Key-only attention: $\mathcal{O}(Nd^2)$ time and $\mathcal{O}(Nd)$ memory, versus $\mathcal{O}(N^2d)$ and $\mathcal{O}(N^2)$ for standard attention (Li et al., 2022).
Grouped query attention: Key-norm-driven grouping matches GQA parameter count with negligible overhead, while PGQA adds minimal per-forward cost for noise generation (Khan et al., 2024).
Activation-aware retrieval: Memory and retrieval costs are dynamically budgeted per-layer by entropy, leading to up to 80% GPU memory savings and improved factual accuracy (Xiao et al., 19 Feb 2025).
Biasing in ASR: Additive attention bias introduces only a single extra parameter ( $c$ ) per head, making the method efficiently scalable to deep, multi-headed architectures (Polok et al., 2024).

These computational gains must be balanced against possible loss of fine-grained pairwise interactions; hybrid strategies (low-rank, sparse, or mixed bias) provide intermediate trade-offs (Li et al., 2022).

5. Empirical Performance and Limitations

QKb mechanisms, across tasks and modalities, consistently demonstrate substantial empirical improvement when compared to uniform or unstructured alternatives:

In vision: LinGlo-b2 achieves 82.7% ImageNet top-1 (vs 75.1% for PVT-Tiny), and DGQA increases ViT-L accuracy by up to +8% on Tiny ImageNet (Li et al., 2022, Khan et al., 2024).
In language modeling: ActQKV achieves 49.40% (Long-Bench) vs. 36.18–47.24% for strong baselines at a fraction of memory cost (Xiao et al., 19 Feb 2025).
In speech/ASR: WCTC-Biasing achieves 29% improved OOV F1 and QKb in DiCoW attains large WER reductions; yet, strong initial bias can cause hallucinations or attention blind spots without additional architectural adaptations (e.g., positional embedding shifts) (Nakagome et al., 2 Jun 2025, Polok et al., 2024).

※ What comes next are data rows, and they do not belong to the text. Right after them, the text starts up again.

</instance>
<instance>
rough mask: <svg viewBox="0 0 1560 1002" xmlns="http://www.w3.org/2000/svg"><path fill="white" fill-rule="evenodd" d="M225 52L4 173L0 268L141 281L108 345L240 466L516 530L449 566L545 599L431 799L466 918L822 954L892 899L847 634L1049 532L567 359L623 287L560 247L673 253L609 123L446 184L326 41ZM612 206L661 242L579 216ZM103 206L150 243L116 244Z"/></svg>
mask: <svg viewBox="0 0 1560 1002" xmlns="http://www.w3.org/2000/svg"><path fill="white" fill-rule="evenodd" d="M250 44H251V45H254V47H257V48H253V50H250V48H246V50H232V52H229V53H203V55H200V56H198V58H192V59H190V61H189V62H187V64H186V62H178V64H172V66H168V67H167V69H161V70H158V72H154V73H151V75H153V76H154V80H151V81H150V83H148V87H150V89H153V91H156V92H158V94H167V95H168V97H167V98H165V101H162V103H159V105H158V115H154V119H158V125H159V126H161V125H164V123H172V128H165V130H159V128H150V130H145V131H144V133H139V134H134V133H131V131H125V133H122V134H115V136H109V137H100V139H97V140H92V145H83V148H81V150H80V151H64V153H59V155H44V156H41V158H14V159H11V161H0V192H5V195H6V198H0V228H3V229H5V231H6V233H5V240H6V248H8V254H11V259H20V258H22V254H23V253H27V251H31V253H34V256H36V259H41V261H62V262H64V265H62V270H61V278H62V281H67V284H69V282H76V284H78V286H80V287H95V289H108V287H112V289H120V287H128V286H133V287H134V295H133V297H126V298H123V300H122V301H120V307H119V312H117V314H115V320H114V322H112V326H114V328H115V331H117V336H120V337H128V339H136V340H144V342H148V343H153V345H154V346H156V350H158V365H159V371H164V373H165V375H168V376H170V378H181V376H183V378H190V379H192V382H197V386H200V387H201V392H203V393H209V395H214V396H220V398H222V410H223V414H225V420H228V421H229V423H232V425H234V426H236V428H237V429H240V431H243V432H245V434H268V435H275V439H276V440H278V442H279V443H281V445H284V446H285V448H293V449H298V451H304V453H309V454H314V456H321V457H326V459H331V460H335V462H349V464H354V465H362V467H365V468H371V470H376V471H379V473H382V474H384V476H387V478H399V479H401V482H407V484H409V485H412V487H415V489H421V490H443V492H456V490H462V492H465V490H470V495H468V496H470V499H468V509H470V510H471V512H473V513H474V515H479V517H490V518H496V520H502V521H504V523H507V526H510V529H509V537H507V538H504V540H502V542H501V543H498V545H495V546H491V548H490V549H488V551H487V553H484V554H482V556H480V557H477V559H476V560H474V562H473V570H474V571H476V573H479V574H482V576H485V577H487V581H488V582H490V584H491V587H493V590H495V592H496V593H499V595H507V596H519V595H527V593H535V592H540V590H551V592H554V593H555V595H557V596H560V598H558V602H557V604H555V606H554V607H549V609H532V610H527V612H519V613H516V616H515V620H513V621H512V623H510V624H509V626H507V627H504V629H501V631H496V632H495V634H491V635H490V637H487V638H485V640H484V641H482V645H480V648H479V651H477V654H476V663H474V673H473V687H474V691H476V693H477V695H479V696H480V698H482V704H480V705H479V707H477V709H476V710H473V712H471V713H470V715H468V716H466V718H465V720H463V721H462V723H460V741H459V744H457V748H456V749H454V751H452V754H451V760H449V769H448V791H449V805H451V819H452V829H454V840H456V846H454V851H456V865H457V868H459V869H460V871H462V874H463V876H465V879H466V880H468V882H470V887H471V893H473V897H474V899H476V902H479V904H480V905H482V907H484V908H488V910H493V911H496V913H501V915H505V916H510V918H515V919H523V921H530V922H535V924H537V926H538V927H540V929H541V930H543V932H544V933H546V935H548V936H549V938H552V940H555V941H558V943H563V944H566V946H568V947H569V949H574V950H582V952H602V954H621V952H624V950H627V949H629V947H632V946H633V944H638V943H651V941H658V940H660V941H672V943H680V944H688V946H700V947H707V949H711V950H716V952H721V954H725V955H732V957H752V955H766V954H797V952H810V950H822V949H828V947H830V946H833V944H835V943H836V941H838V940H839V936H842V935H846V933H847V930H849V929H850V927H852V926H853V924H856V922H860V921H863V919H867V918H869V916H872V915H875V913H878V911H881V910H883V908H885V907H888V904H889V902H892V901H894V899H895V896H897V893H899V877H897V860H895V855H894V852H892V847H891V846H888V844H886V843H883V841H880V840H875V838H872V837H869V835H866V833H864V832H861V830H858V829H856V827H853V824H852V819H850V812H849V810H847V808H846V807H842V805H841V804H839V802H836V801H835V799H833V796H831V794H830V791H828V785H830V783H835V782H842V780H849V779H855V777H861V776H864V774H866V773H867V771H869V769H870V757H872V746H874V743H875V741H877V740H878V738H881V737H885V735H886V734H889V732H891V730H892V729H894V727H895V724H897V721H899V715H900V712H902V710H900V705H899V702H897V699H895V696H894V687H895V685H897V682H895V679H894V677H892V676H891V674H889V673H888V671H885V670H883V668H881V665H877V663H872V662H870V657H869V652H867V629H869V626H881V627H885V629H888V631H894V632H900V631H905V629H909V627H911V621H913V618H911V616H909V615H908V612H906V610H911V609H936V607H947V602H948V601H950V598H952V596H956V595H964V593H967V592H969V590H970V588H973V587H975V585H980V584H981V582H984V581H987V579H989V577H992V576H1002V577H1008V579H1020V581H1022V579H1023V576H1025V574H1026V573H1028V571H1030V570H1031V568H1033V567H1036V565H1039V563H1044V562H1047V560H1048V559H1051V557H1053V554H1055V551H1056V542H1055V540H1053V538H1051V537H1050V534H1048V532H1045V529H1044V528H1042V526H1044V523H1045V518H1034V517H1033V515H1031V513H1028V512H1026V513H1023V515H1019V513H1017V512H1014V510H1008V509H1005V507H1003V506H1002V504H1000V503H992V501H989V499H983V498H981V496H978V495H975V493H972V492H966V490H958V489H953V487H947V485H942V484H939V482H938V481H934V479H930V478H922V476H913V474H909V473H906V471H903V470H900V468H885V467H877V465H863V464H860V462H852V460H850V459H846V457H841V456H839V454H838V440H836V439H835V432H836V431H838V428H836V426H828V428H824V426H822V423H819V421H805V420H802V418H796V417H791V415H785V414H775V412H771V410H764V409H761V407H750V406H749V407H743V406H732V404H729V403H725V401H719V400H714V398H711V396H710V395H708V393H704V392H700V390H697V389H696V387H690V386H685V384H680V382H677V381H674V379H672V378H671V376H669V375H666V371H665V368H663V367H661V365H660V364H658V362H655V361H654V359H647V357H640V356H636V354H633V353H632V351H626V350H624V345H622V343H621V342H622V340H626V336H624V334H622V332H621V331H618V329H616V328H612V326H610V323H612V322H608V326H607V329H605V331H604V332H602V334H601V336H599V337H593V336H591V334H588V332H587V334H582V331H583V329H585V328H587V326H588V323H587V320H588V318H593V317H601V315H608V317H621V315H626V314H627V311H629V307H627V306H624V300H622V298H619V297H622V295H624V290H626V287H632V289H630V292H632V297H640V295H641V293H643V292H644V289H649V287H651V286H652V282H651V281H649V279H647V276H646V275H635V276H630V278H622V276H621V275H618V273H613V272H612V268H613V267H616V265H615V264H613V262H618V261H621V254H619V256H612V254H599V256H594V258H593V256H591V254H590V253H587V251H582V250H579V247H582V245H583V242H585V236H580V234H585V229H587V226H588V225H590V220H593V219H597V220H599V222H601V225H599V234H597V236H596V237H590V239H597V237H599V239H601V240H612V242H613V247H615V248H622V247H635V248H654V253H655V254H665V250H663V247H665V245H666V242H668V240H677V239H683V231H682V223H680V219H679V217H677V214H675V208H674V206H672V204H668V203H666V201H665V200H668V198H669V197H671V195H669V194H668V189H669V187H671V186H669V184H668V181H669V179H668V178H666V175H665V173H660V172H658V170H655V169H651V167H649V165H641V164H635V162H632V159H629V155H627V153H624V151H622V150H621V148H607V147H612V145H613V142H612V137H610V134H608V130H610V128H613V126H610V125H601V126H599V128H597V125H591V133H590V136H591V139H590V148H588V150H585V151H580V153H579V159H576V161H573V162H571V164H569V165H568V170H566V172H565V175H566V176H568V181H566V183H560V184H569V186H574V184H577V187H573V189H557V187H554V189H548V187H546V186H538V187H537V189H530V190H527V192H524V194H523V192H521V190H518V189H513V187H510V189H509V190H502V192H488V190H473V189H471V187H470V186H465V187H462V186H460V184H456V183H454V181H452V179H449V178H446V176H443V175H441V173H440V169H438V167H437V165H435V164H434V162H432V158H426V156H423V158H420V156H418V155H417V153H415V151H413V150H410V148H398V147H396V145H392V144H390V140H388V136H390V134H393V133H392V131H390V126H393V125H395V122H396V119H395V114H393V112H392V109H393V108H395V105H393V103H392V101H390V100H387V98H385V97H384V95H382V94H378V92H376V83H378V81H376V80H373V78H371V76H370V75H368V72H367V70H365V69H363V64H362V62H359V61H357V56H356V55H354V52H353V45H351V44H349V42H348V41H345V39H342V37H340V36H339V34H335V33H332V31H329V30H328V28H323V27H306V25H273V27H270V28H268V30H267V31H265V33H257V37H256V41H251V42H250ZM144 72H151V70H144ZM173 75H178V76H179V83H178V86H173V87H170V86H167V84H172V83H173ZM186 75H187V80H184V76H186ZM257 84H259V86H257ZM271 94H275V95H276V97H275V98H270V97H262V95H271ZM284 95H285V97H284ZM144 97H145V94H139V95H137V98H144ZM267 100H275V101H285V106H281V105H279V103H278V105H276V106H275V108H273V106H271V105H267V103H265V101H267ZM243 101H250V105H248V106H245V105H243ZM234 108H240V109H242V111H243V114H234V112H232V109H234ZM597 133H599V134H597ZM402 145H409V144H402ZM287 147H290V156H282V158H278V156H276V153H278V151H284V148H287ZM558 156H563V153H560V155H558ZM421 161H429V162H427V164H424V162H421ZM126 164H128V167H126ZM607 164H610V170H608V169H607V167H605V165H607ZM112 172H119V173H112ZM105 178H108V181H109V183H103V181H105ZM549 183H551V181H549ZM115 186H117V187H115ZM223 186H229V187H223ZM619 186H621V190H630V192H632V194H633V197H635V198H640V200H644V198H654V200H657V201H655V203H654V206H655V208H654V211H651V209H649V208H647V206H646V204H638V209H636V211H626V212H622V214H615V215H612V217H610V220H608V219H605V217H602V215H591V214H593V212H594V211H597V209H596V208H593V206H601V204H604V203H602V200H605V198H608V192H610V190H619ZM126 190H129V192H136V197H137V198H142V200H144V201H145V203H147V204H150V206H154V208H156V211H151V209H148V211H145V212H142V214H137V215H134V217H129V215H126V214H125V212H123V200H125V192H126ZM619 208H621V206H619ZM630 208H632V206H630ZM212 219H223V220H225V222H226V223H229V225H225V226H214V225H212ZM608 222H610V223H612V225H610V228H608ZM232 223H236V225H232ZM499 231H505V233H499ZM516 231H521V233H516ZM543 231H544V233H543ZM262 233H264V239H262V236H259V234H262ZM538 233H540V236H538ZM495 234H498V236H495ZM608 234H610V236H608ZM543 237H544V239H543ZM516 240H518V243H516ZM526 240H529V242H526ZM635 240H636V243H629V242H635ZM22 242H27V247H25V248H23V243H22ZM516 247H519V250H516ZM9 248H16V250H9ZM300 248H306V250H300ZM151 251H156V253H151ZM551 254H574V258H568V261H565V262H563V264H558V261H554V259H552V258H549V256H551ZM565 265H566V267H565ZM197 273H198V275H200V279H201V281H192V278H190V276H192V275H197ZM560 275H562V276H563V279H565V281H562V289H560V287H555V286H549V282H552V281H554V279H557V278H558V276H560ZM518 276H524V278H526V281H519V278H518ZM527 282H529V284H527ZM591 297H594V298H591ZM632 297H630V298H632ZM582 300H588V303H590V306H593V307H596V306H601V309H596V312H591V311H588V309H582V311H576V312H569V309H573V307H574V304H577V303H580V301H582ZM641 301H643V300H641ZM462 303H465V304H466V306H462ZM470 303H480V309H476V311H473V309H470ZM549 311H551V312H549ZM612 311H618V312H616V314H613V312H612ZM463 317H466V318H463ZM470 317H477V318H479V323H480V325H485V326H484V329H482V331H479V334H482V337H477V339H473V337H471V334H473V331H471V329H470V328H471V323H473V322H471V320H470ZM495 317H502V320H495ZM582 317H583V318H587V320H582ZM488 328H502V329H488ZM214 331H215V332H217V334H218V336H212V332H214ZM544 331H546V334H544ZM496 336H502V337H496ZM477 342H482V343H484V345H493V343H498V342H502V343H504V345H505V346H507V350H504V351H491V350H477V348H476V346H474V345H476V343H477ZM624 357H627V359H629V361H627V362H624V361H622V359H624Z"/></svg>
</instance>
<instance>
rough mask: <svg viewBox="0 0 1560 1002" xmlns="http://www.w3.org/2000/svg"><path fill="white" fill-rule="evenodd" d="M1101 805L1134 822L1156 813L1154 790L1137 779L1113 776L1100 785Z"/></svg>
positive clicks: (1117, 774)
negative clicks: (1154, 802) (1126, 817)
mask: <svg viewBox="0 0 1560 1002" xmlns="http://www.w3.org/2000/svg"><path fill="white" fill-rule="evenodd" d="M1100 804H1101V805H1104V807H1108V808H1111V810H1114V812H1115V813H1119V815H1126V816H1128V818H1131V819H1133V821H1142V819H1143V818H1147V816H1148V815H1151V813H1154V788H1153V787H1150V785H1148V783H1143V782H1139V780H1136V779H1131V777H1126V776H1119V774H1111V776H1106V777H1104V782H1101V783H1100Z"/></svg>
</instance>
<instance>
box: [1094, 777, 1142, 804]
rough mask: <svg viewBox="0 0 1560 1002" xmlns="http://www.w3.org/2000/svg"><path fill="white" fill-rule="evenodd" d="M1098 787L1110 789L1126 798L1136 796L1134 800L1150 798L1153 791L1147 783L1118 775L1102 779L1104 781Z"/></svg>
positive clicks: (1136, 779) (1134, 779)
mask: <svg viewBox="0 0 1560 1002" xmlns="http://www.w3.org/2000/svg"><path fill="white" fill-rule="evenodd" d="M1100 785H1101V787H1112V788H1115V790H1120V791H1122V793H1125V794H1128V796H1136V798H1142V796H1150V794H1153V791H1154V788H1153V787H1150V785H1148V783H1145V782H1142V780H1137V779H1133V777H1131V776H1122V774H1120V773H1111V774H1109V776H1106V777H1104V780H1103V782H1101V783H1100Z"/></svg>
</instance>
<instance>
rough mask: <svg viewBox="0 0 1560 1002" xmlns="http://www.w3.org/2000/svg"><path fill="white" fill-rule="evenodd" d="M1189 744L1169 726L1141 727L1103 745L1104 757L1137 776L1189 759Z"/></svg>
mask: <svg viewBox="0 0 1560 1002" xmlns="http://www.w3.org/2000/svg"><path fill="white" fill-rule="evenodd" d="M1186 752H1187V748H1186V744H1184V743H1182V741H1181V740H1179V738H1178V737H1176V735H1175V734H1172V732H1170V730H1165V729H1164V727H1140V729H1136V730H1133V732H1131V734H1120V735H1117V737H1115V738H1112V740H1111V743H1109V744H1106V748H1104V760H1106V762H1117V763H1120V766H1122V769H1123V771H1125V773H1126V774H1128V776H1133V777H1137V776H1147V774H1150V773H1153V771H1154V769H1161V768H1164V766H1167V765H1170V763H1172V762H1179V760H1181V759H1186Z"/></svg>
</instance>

Noted limitations include dependence on quality of auxiliary signals (e.g., diarization in TS-ASR), slower convergence or lower upper-bound performance compared to more expressive (but heavier) mechanisms, and the fixed nature of key-only bias for tasks requiring nuanced context (Polok et al., 2024).

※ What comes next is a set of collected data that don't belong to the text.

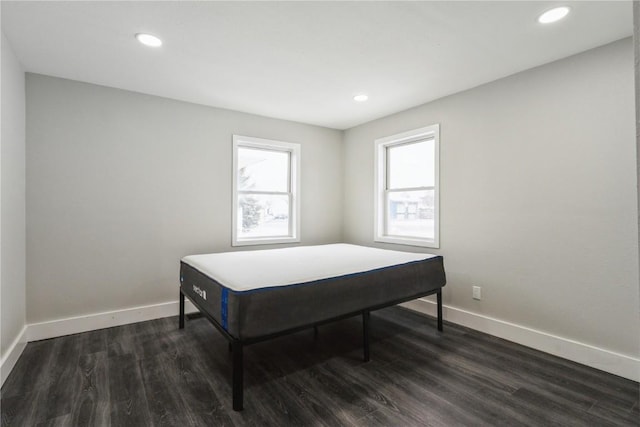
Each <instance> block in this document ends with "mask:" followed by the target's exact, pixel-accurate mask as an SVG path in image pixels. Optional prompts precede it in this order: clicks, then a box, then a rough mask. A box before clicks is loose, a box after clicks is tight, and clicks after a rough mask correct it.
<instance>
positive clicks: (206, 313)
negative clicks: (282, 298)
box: [179, 287, 442, 411]
mask: <svg viewBox="0 0 640 427" xmlns="http://www.w3.org/2000/svg"><path fill="white" fill-rule="evenodd" d="M433 294H436V295H437V304H438V330H439V331H442V287H440V288H437V289H435V290H431V291H429V292H426V293H420V294H417V295H412V296H410V297H407V298H402V299H398V300H393V301H389V302H385V303H384V304H378V305H375V306H371V307H367V308H365V309H362V310H358V311H355V312H350V313H344V314H343V315H340V316H337V317H333V318H331V319H328V320H324V321H322V322H314V323H310V324H307V325H303V326H298V327H295V328H291V329H286V330H282V331H279V332H277V333H272V334H268V335H262V336H259V337H254V338H247V339H238V338H236V337H233V336H231V335H230V334H229V333H228V332H227V331H226V330H225V329H224V328H223V327H222V325H220V323H219V322H218V321H217V320H216V319H214V318H213V317H212V316H211V315H210V314H209V313H208V312H207V310H205V309H204V307H202V306H200V304H199V303H198V302H197V301H195V300H194V298H191V297H190V296H189V295H185V294H184V293H183V292H182V288H181V289H180V319H179V322H180V323H179V326H180V329H184V316H185V313H184V301H185V296H186V297H187V298H188V299H189V300H190V301H191V302H192V303H193V305H194V306H196V308H197V309H198V310H199V311H200V313H202V315H204V316H205V317H206V318H207V319H209V321H210V322H211V323H212V324H213V326H215V328H216V329H217V330H218V331H220V333H221V334H222V335H223V336H224V337H225V338H226V339H227V341H229V347H230V349H231V353H232V359H233V368H232V371H233V381H232V390H233V410H234V411H241V410H242V408H243V375H244V368H243V355H242V352H243V349H244V346H246V345H250V344H255V343H258V342H262V341H266V340H270V339H272V338H276V337H280V336H282V335H287V334H292V333H294V332H298V331H301V330H304V329H309V328H312V327H313V328H314V331H315V333H316V334H317V333H318V326H320V325H322V324H326V323H331V322H335V321H338V320H342V319H346V318H349V317H354V316H359V315H361V316H362V341H363V350H364V361H365V362H368V361H369V358H370V352H369V313H370V312H372V311H375V310H379V309H381V308H385V307H390V306H393V305H397V304H400V303H403V302H407V301H411V300H414V299H417V298H422V297H425V296H427V295H433Z"/></svg>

6. Generalizations and Future Directions

QKb frameworks are readily extended to diverse architectures:

Transformer encoders/decoders, RNN-Transducer, and Masked CTC models (Nakagome et al., 2 Jun 2025)
Any setting where a “query” can trigger the injection or reweighting of a contextual “key/value” (e.g., via cross-modal signals, external memory, or side-information) Key design choices include:
Efficient trigger and bias computation (Q stage)
Projection and injection strategy for bias features (K/V stage)
Gating and scheduling (e.g., $\omega$ -weighting, dynamic budget allocation)
Choice of layer(s) for bias insertion

Work remains in learning QKb parameters from soft or continuous signals, optimizing efficiency in very deep multi-headed networks, and integrating QKb end-to-end with other adaptation, regularization, or memory modules (Polok et al., 2024). The QKb abstraction supports a systematic taxonomy of attention biasing methodologies and is anticipated to drive future research into plug-and-play contextual adaptation across vision, language, and speech domains.